Ettore Rosato prevede che i dissidenti pronti a smarcarsi saranno «meno di cinque tra cui Civati, Fassina e D’Attorre». Ma a sentire i deputati più integralisti della minoranza il vicecapogruppo vicario potrebbe aver sbagliato i conti per difetto. Rosy Bindi ripete il suo mantra: «Non nego la fiducia al governo, ma a un atto improprio del governo. Che spero non si compia». In Aula ieri mattina la presidente della commissione Antimafia è stata durissima contro il governo: «Sento parlare di fiducia anche sulle pregiudiziali, come sulla legge Acerbo, come sulla legge truffa... Questo è un vulnus terribile nel rapporto tra il governo e il Parlamento. Un atteggiamento che può essere pericoloso per la democrazia e il futuro di questo Paese». 
Dentro Area riformista, la componente di Roberto Speranza, sono convinti che Renzi rinuncerà a porre la fiducia sulle pregiudiziali e che un sì a larga maggioranza nel primo passaggio di oggi convincerà il capo del governo ad abbassare il livello di guardia. O almeno, è questo che la minoranza si augura. 
«Io spero davvero che Renzi non metta la fiducia» fa scongiuri l’ex segretario Guglielmo Epifani. E se invece la mette? «Vedremo...». E lo stesso Speranza sul punto cruciale prende tempo: «C’è ancora un settimana...». Davide Zoggia si ostina a non dare tutto per perso: «Continueremo a lavorare fino all’ultimo per un confronto che consenta un bilanciamento tra riforma costituzionale e legge elettorale». In realtà anche Zoggia, come tanti suoi colleghi, ha letto la missiva a tutti i presidenti di circolo come un altro atto di guerra: «Aver chiesto ai segretari regionali di sottoscrivere il documento non è un segnale distensivo, ma una inspiegabile mossa muscolare. Che bisogno ha Renzi di esasperare così i toni? Nessuno di noi vuole far saltare il banco». 

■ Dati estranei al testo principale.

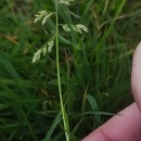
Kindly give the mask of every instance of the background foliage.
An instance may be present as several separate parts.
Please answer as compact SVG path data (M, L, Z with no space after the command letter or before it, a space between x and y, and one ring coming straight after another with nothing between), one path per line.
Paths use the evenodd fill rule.
M31 64L55 26L51 20L43 27L33 24L41 10L54 11L52 0L0 0L1 141L64 140L55 50ZM76 0L72 13L66 10L60 10L60 22L89 28L82 36L60 37L61 80L74 141L132 101L131 56L141 37L141 2Z

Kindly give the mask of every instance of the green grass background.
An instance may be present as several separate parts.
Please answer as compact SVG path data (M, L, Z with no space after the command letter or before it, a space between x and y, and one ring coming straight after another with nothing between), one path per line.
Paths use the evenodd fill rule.
M60 9L60 22L89 33L62 33L60 66L70 139L80 140L133 100L132 53L141 38L140 0L76 0ZM0 140L64 141L55 48L31 64L55 23L33 24L52 0L0 0Z

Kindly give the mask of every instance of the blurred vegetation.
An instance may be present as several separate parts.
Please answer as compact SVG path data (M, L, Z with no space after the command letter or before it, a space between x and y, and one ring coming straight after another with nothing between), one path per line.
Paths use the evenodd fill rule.
M0 140L64 141L56 84L55 50L31 64L33 54L55 26L33 24L52 0L0 0ZM141 35L141 2L76 0L60 21L81 23L82 36L60 39L61 80L70 126L77 141L133 100L130 69ZM79 16L72 16L73 13ZM65 43L64 43L65 42Z

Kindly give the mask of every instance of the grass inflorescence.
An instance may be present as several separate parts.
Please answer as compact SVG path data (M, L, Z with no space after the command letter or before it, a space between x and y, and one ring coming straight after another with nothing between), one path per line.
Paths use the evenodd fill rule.
M54 0L1 0L2 141L64 141L64 131L77 141L132 101L130 67L140 40L141 2L75 0L60 7L57 64L69 131L60 107L56 13L34 24L39 11L55 12ZM72 25L79 24L88 33L76 34ZM33 64L33 54L43 46L49 50Z

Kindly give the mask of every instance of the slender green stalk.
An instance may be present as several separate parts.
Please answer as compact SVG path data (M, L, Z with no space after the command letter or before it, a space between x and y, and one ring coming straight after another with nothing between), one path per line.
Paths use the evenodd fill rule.
M63 124L65 129L65 137L66 141L69 141L69 134L68 134L68 120L65 112L65 107L63 104L63 97L62 97L62 89L61 89L61 75L60 75L60 56L59 56L59 8L57 8L57 0L55 0L55 10L56 10L56 69L57 69L57 85L59 85L59 93L60 93L60 103L61 103L61 112L63 117Z

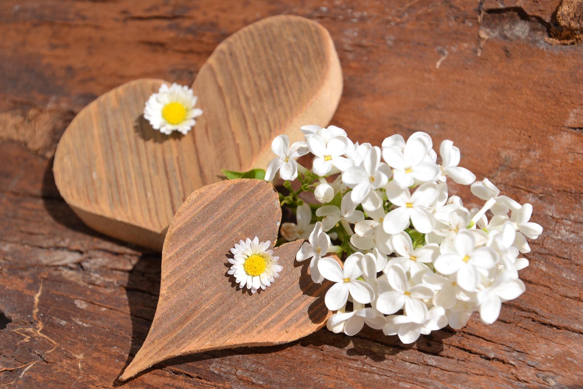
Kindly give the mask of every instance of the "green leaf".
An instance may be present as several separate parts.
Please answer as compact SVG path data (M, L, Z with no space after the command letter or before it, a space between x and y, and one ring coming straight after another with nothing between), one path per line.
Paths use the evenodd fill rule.
M411 237L411 240L413 241L413 248L417 248L419 246L422 246L425 244L425 235L421 233L419 231L414 230L412 228L408 228L405 230L405 232L409 234L409 236Z
M342 203L342 194L338 191L338 192L334 195L333 198L330 201L330 202L326 202L326 205L336 205L339 208L340 208L340 204Z
M221 169L220 171L223 172L227 180L234 180L235 178L265 179L265 171L263 169L251 169L249 171L233 171L224 169Z

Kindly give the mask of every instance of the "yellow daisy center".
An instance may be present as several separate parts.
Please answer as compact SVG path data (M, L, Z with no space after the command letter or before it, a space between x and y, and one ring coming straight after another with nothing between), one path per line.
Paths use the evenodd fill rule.
M265 258L258 254L254 254L248 257L247 259L245 260L245 263L243 264L245 272L254 277L260 275L265 271L266 267L267 262L265 261Z
M168 103L162 107L162 117L170 124L180 124L186 118L186 107L177 101Z

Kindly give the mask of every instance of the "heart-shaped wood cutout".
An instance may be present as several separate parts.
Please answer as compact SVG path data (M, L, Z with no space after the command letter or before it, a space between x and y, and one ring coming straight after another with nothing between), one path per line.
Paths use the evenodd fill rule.
M55 155L55 181L83 221L103 234L161 250L174 212L221 169L265 168L276 136L325 126L342 94L328 31L298 16L268 17L219 44L192 85L203 114L186 135L166 136L142 116L162 80L129 82L75 117Z
M234 244L256 236L274 242L281 216L278 194L264 181L224 181L187 199L164 243L150 332L120 379L178 355L286 343L324 325L330 312L324 297L332 284L314 283L309 261L295 261L303 240L274 250L283 269L265 290L240 289L227 274Z

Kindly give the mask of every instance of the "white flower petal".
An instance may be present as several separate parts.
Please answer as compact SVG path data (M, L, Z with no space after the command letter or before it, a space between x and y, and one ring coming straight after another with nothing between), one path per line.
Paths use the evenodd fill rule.
M301 262L314 257L314 255L315 255L315 252L314 251L314 247L308 242L304 242L304 244L300 247L300 250L296 254L296 260Z
M503 282L494 288L494 292L506 301L514 300L526 290L522 280L512 279Z
M349 188L354 188L361 183L368 182L368 173L364 168L352 166L342 173L342 182Z
M406 323L398 327L397 334L399 339L405 344L416 341L421 335L421 325L416 323Z
M405 313L414 323L422 324L427 317L427 306L417 299L407 299L405 302Z
M347 283L343 281L335 283L326 292L324 302L326 307L331 311L340 309L346 303L348 299Z
M278 135L271 142L271 150L279 157L285 157L289 148L290 138L286 135Z
M387 279L391 287L397 292L404 292L408 290L407 276L401 267L391 266L387 272Z
M431 232L436 226L436 219L433 214L424 208L417 206L411 208L409 211L409 216L413 226L422 233L426 234Z
M461 267L462 257L457 254L445 254L439 257L433 263L436 270L441 274L453 274Z
M391 315L403 307L406 297L400 292L384 292L377 299L377 310L386 315Z
M409 234L403 232L393 235L393 247L395 251L405 257L411 257L413 254L413 242Z
M473 266L465 264L458 271L456 281L459 287L464 290L473 292L477 286L478 276L478 273Z
M318 269L319 274L332 282L343 282L344 272L336 260L326 257L320 258L318 261Z
M362 275L363 270L360 267L360 260L361 258L362 254L360 253L349 255L346 258L344 261L344 275L342 278L356 279Z
M500 314L502 302L494 293L487 293L480 306L480 318L484 323L491 324Z
M344 327L344 333L349 337L358 334L364 326L364 318L353 316L346 321Z
M374 290L366 282L352 280L346 283L352 299L362 304L368 304L374 299Z
M382 228L388 234L398 234L409 227L409 209L401 206L393 209L385 216Z
M456 183L462 185L469 185L476 181L476 175L465 167L451 166L445 169L445 173Z

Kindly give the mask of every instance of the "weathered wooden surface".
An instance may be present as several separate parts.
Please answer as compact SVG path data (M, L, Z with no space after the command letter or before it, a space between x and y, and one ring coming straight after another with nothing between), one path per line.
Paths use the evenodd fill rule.
M583 47L546 41L559 5L2 1L0 310L12 322L0 334L0 383L120 385L154 315L160 255L93 232L56 191L50 157L72 116L132 79L191 82L230 34L287 13L319 22L335 42L345 88L332 124L377 144L417 130L452 139L463 166L533 205L545 230L522 271L526 292L494 324L475 316L412 346L380 331L321 330L289 345L174 359L124 387L578 384Z
M265 290L251 293L227 274L234 243L255 236L275 243L281 219L279 197L266 181L223 181L189 196L164 241L152 329L120 379L171 357L287 343L325 325L331 313L324 295L332 284L314 283L309 261L296 261L304 240L273 249L283 269Z
M143 118L163 82L131 81L84 108L61 137L53 169L63 198L87 226L158 251L191 193L223 179L222 169L265 167L278 135L293 142L303 138L303 124L328 125L342 90L328 32L289 15L252 23L219 45L192 85L203 114L186 135L163 135Z

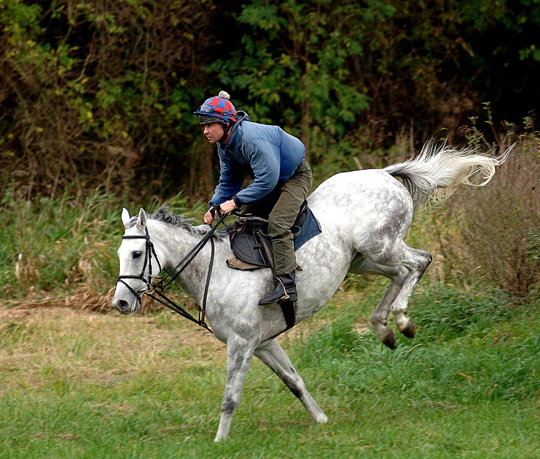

Quando le si chiede della lettera ai circoli, Rosy Bindi risponde con un sorriso amaro: «Se Renzi ha evocato la fine del Partito democratico io dico che è cominciata da tempo. Questo è il PdR, il Partito di Renzi». Il fantasma della mutazione genetica, se non della scissione, riecheggia anche nelle parole di Zoggia: «Non so se i dissidenti saranno tre, trenta o cinquanta. Ma Renzi, invece del pallottoliere, si occupi di che tipo di strascichi prove di questo tipo lasciano sul campo».